Cerebras Systems' IPO bookbuild reached Day 5 Friday with Bloomberg's May 5 report — confirmed across the trading week — that lead bookrunners are requiring limit-only orders from institutional investors. [1] The order book stands above $10 billion in indications of interest against $3.5 billion of paper available at the $115-$125 / $26.6 billion band, roughly 3x oversubscribed. Pricing remains scheduled for May 13 (T-5), with trading May 14 (T-6) on Nasdaq under CBRS. [2] Andrew Feldman, the CEO and co-founder, is not selling shares in the offering. [3]
The May 7 paper opened the file on the bookbuild as a referendum on customer concentration with $10B+ IOIs against $3.5B offered. Today's standard advances the structural signal: the Bloomberg-confirmed limit-only requirement. Anthony Hughes and Bailey Lipschultz at Bloomberg reported on May 5 that Morgan Stanley, leading the offering, is "seeking so-called limit orders to help the company and the underwriters gauge the true level of demand at different valuations." [1] The mechanism is the bookrunner's tool for pricing discipline when oversubscription threatens to produce a market-order pile-on at the open. The mechanism's deployment is the news.
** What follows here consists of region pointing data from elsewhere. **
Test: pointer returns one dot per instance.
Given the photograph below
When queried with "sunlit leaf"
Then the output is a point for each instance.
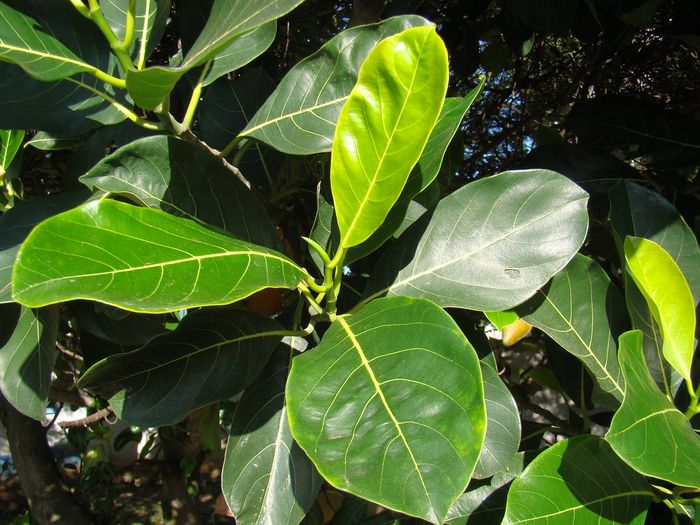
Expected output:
(579, 480)
(390, 406)
(383, 128)
(210, 356)
(648, 432)
(142, 260)
(490, 245)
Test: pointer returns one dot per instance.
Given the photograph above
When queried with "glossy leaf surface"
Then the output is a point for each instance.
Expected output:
(503, 426)
(27, 355)
(142, 260)
(383, 128)
(489, 245)
(182, 179)
(584, 313)
(300, 116)
(210, 356)
(266, 477)
(668, 297)
(648, 432)
(390, 406)
(579, 480)
(16, 224)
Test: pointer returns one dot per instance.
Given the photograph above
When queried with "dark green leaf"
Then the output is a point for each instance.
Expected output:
(648, 432)
(639, 129)
(16, 224)
(383, 128)
(390, 406)
(210, 356)
(579, 480)
(27, 355)
(142, 260)
(490, 245)
(182, 179)
(300, 116)
(266, 477)
(584, 313)
(503, 428)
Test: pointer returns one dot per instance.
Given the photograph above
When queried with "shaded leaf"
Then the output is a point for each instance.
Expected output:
(584, 313)
(266, 477)
(578, 480)
(668, 297)
(142, 260)
(489, 245)
(390, 406)
(210, 356)
(502, 429)
(16, 224)
(383, 128)
(648, 432)
(300, 116)
(27, 356)
(182, 179)
(638, 129)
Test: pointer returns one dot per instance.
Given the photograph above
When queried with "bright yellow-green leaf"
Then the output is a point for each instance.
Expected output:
(383, 128)
(664, 287)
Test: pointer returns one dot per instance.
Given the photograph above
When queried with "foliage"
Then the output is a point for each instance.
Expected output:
(185, 204)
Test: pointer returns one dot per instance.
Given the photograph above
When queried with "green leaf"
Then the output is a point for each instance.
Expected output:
(242, 50)
(584, 313)
(181, 178)
(668, 297)
(648, 432)
(16, 224)
(228, 20)
(640, 212)
(390, 406)
(151, 21)
(503, 428)
(10, 143)
(141, 260)
(27, 356)
(489, 245)
(579, 480)
(640, 129)
(28, 41)
(226, 109)
(266, 477)
(210, 356)
(300, 117)
(383, 128)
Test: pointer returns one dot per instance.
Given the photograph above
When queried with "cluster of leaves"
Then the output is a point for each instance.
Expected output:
(378, 392)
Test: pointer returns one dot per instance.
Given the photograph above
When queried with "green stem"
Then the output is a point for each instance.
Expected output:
(195, 98)
(98, 18)
(130, 27)
(133, 117)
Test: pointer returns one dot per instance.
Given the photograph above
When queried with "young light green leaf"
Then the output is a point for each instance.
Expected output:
(266, 477)
(503, 427)
(490, 245)
(584, 313)
(579, 480)
(210, 356)
(390, 406)
(383, 128)
(648, 432)
(182, 179)
(10, 142)
(300, 116)
(142, 260)
(27, 355)
(668, 297)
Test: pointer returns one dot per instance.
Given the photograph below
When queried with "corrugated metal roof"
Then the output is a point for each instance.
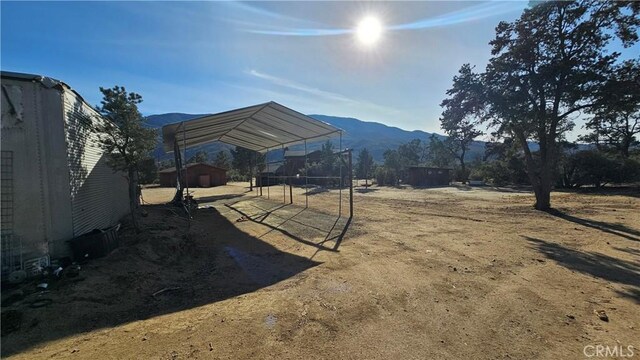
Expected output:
(173, 169)
(258, 127)
(299, 153)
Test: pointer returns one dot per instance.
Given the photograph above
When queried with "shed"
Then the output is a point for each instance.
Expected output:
(197, 174)
(428, 176)
(56, 184)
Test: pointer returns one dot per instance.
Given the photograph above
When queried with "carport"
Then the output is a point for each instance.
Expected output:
(261, 128)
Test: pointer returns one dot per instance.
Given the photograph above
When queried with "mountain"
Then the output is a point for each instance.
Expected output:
(358, 134)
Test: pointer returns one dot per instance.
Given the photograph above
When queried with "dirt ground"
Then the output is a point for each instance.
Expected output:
(448, 273)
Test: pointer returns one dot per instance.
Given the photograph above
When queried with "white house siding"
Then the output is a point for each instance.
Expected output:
(99, 196)
(37, 193)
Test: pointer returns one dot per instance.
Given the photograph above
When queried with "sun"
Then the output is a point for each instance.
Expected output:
(369, 31)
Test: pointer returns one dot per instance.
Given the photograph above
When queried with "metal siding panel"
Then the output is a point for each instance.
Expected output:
(99, 196)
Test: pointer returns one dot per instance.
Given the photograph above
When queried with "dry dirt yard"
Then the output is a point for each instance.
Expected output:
(449, 273)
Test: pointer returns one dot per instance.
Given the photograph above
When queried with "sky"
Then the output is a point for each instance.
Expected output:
(208, 57)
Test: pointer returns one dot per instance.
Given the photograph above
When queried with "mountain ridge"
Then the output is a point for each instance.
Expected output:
(358, 134)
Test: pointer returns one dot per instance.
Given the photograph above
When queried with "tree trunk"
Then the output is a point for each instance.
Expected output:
(542, 181)
(543, 193)
(133, 198)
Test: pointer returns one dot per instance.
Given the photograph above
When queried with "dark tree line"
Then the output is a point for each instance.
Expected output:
(548, 67)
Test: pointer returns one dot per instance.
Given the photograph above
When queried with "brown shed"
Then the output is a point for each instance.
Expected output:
(198, 175)
(428, 176)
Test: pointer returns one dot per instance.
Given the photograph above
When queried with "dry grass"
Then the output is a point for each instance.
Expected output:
(443, 273)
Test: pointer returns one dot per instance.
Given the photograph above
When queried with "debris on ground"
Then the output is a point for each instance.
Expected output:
(165, 290)
(602, 315)
(11, 321)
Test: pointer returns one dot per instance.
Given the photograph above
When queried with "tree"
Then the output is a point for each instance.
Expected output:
(393, 163)
(147, 171)
(327, 158)
(547, 67)
(616, 117)
(246, 162)
(412, 153)
(437, 153)
(460, 112)
(124, 138)
(364, 165)
(222, 160)
(199, 157)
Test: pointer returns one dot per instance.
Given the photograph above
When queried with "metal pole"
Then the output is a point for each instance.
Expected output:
(306, 177)
(284, 183)
(340, 164)
(186, 174)
(350, 185)
(260, 174)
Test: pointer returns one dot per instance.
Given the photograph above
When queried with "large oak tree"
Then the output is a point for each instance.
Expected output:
(547, 67)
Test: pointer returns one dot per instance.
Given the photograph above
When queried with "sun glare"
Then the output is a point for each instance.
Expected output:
(369, 31)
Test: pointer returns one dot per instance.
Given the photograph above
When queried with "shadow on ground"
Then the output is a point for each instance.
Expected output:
(214, 261)
(307, 226)
(610, 228)
(597, 265)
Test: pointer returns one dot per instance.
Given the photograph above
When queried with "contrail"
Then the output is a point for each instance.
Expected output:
(475, 12)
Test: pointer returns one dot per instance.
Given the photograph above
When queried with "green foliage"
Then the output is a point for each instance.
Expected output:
(127, 143)
(147, 171)
(546, 67)
(328, 158)
(615, 120)
(222, 160)
(460, 116)
(412, 153)
(124, 138)
(364, 165)
(504, 164)
(385, 177)
(438, 154)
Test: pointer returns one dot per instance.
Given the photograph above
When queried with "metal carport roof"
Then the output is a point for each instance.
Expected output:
(258, 127)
Limit-only requirements at this stage of a bookbuild signal two things at once. First, demand is strong enough that bookrunners can dictate order specificity — the order book is no longer an open invitation but a price-discovery exercise. Second, the bookrunners are prepared to leave the price at $115-$125 rather than tighten the band higher. The original chatter at Monday's open was Cerebras targeting up to $4 billion in proceeds at a $40 billion valuation; the actual S-1/A landed at $3.5 billion at $26.6 billion. The walk-back from $40B to $26.6B was a 33% valuation cut at filing. The limit-only requirement is the bookrunners protecting that cut from being overrun by trading-day volatility.
The arithmetic the limit-only mechanism prices remains the OpenAI counterparty triangle. Cerebras's 2025 booked revenue was $510 million, with $87.9 million in Q4 2025 net income. [3] At the high end of the range, the IPO values the company at roughly 78x trailing sales. The OpenAI compute agreement signed in January 2026 — 750 megawatts of inference capacity through 2028, worth more than $20 billion, with a 1.25 GW expansion option and a $1 billion working-capital loan — is the contract that closes the multiple. [3] Public filings indicate more than 60% of contracted forward Cerebras revenue is concentrated in that single customer.
The Brockman trial transcript exposure is the other documentary risk inside the prospectus window. Greg Brockman, OpenAI's president, confirmed under oath in Oakland federal court Monday that he holds a personal stake in Cerebras while serving as OpenAI's president. [4] Public filings indicate Brockman acquired the stake — reported at $2.8 million in initial value — during the period when OpenAI-Cerebras acquisition discussions were active. The prospectus risk-factor section as currently drafted catalogs OpenAI as the anchor customer but does not name Brockman individually. Whether Cerebras's lawyers update the risk-factor section to incorporate the Brockman trial transcript before pricing is a procedural question with five business days to resolve.
The bookrunner architecture matters for downside. Morgan Stanley, Citigroup, Barclays, and UBS are the four lead book-running managers. Mizuho and TD Cowen are bookrunners. Eight co-managers — Needham, Craig-Hallum, Wedbush, Rosenblatt, Academy Securities, Crédit Agricole CIB, MUFG, and First Citizens — round out the syndicate. [5] [3] No bank has pulled from the syndicate. The limit-only requirement is the four-bank consortium's collective discipline; whether any single bank breaks the discipline before May 13 is the open syndicate question.
The lockup architecture is what holds Feldman's incentive in line with the public-market price. Cerebras's 171.1 million-share lock-up runs to Q3 earnings plus 180 days. Feldman owns 10.3 million Class B shares post-IPO with 99.2% Class B voting power. [3] At the $125 high end, his stake is worth $1.28 billion at IPO. The lock-up holds him in for two more earnings cycles. The institutional buyers required to submit limit orders are pricing into a stock structure where insider control is permanent and dilution from secondary sales is constrained for the next eighteen months at minimum.
Friday's IOI book at above $10 billion against $3.5 billion of paper is, on its face, a positive signal. The limit-only requirement is the bookrunner's interpretation of that signal as needing structure. The market's read of the structure between now and Wednesday's pricing is what the next five trading days produce. CNBC reported Tiger Global is among the participants at the Series H level; sovereign-wealth participation is rumored at the $1.5 billion-plus level. [6] Names will not appear in the final allocation; the limit orders submitted into the book will determine which institutions receive what proportion of the 28 million shares offered, plus the 4.2 million-share underwriter overallotment.
Pricing T-5. Trading T-6. The Brockman risk-factor disclosure window has five business days to update before the prospectus is final. The IOI book holds above $10 billion. The CBRS open will read the limit-order discipline.